À Dzaoudzi, sur le quai Issouffali, la tension est palpable. Le Groupement des artisans de taxis de Petite-Terre a tenu une conférence de presse pour s'opposer à l'arrivée prévue mi-mai de lignes de transport public déployées par le Département-Région de Mayotte. Une décision prise, selon eux, sans la moindre concertation. « En mettant ces bus sur Petite-Terre, ils vont nous enlever notre profession », alerte Mohamed Abdoul-Haffour, président du groupement.
Des courriers ont été adressés au Département-Région pour réclamer l'ouverture d'un dialogue. Sans réponse.

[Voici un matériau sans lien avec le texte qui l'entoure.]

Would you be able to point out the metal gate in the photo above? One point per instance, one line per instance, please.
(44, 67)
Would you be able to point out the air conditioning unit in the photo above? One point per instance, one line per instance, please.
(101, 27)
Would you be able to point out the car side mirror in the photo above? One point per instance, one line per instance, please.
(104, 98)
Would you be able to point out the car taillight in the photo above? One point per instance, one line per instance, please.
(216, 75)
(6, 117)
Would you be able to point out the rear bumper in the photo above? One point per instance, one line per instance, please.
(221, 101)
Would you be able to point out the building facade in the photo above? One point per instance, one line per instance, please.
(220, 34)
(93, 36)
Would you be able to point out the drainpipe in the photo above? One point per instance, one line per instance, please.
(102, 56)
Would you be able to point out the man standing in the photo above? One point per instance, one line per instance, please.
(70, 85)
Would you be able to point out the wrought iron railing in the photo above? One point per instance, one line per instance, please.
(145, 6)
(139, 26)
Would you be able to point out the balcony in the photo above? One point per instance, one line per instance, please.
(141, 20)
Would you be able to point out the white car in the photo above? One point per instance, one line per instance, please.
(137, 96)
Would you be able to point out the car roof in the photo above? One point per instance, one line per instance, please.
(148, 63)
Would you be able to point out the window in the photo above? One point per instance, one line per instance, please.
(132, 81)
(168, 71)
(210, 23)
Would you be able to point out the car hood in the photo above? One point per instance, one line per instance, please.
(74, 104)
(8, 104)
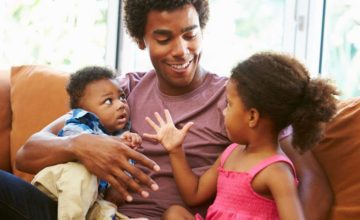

Face à ce silence, une opération escargot a été annoncée dès le jeudi matin, à partir de 6 heures. Une cinquantaine de taxis devaient ralentir le trafic depuis le rond-point Four-à-chaux jusqu'au parking de la barge. L'objectif affiché : interpeller les autorités, sans bloquer totalement la circulation.
Derrière cette mobilisation, c'est d'abord une inquiétude économique qui s'exprime. Mayotte compte 270 taxis, dont 115 en Petite-Terre. « 270 taxis mis au placard, c'est 270 familles sans revenus », rappelle Président Schouma, représentant de l'intersyndical des taxis de Mayotte, venu de Grande-Terre. Le soutien dépasse Petite-Terre : les chauffeurs de Grande-Terre disent déjà ressentir les effets de la mise en place des bus de la Cadema.
Les professionnels ne rejettent pas l'arrivée des bus en elle-même. Ce qu'ils dénoncent, c'est la méthode : un projet monté sans eux, qui ne prévoit aucune place pour les intégrer. Ils pointent aussi une inégalité de traitement. Les bus disposent d'un cadre sécurisé, avec une rémunération garantie, tandis que les taxis ne vivent que de leur activité quotidienne, déjà fragile. « Le bus sera moins cher, donc forcément notre chiffre d'affaires sera impacté. On a déjà des taximans qui n'arrivent pas à joindre les deux bouts ni à payer leurs impôts, là ça sera pire », confie Président Schouma.
Les chauffeurs avancent une piste de cohabitation. Les taxis pourraient intervenir dans les zones moins accessibles aux bus. « On peut travailler avec eux, on est capable de le faire », assure Mohamed Abdoul-Haffour. Mais à condition d'être associés au dispositif, pas écartés.
D'autres revendications anciennes restent sans suite. La création d'arrêts de taxis dans les communes, la possibilité d'emprunter les voies de bus pour fluidifier le trafic : autant de demandes qui n'ont jamais abouti. Une mobilisation avait déjà eu lieu à Mamoudzou en février sur ce dernier point. Pour beaucoup, ce projet de bus est « la goutte de trop », qui renforce le sentiment d'être laissés à l'écart de l'organisation des transports à Mayotte.
Les taxis laissent une porte ouverte. Si les autorités acceptent rapidement de les recevoir, la mobilisation pourrait être annulée. Sinon, la grève s'étendra à l'ensemble de l'île, avec des perturbations plus importantes. « Il ne faudra pas dire que c'est la faute des taxis, ça sera la faute du Département », insiste Président Schouma. Le mouvement pourrait n'être qu'un avertissement. Ou le début d'un conflit qui s'installe.


5 commentaires
Encore une décision tombée d’en haut, sans réponse aux courriers, sans vraie discussion… après faut pas s’étonner que la grève démarre. À un moment, faudrait arrête faire comme si bann professionnels terrain n’existent pas.
Quand les chauffeurs disent que les bus auront un cadre sécurisé pendant qu’eux vivent uniquement de leur chiffre d’affaires quotidien, la question mérite d’être posée sérieusement. Moderniser le transport, oui. Sacrifier une profession déjà fragile, non.
Le vrai problème ici, c’est pas seulement l’arrivée des bus, c’est la méthode. Si ou impose un dispositif sans intégrer les taxis dans le schéma, forcément la tension i monte. Pourtant zot la déjà propose une cohabitation dans les zones moins accessibles.
Mi comprend bien faut améliore transport pou la population, mais si ou enlève travail bann taxis comme ça, sans kozé ek zot, lé pas normal du tout. Après sa va dit taxis i bloque, mais sé surtout manque de dialogue lo fond.
On peut comprendre le besoin de développer les transports publics, mais lancer des bus sans concertation avec 115 taxis de Petite-Terre, c’est préparer un conflit au lieu d’organiser une transition. Derrière, ce sont des familles entières qui risquent de payer l’addition.